Behera, AK orcid.org/0000-0002-1058-5335, McKay, A orcid.org/0000-0002-8187-4759, Chau, HH orcid.org/0000-0003-2140-2415 et al. (2 more authors) (2017) Embedding design descriptions using lattice structures: Technical requirements, user perspectives and implementation. In: Research into Design for Communities. International Conference on Research into Design (ICoRD'17), 09-11 Jan 2017, Guwahati, India. Springer , pp. 557-566. ISBN 978-981-10-3517-3
Abstract
Commercially available engineering design tools typically operate on native data formats and support individual designers creating design descriptions which are shared within product development teams and across supply networks. The use of such tools results in a multiplicity of design descriptions. For example, a CAD system may be used to create a design Bill-of-Materials (BoM), which is a form of design description, but different BoMs are needed for downstream processes such as manufacturing and servicing. Conventional approaches to the integration of design descriptions is through the use of data exchange technologies or a common underlying meta-model to support, ultimately, a single, shared digital design description.
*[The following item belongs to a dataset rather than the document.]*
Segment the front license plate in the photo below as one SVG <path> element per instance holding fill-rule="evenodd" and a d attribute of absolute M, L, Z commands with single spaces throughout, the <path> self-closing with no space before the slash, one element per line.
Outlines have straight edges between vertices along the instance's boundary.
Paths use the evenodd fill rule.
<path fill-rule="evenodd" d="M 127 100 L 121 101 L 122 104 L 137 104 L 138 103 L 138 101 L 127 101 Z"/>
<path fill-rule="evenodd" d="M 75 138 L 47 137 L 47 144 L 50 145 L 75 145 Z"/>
These approaches have architectural elegance but their realworld feasibility is limited by the heterogeneous environment in which they must be implemented. The research reported in this paper challenges this thinking and explores the feasibility of embedding design descriptions into each other. We report early results exploring the feasibility of using lattice theory, where lattices are in the form of partially ordered sets, to embed multiple design structures into a given design description.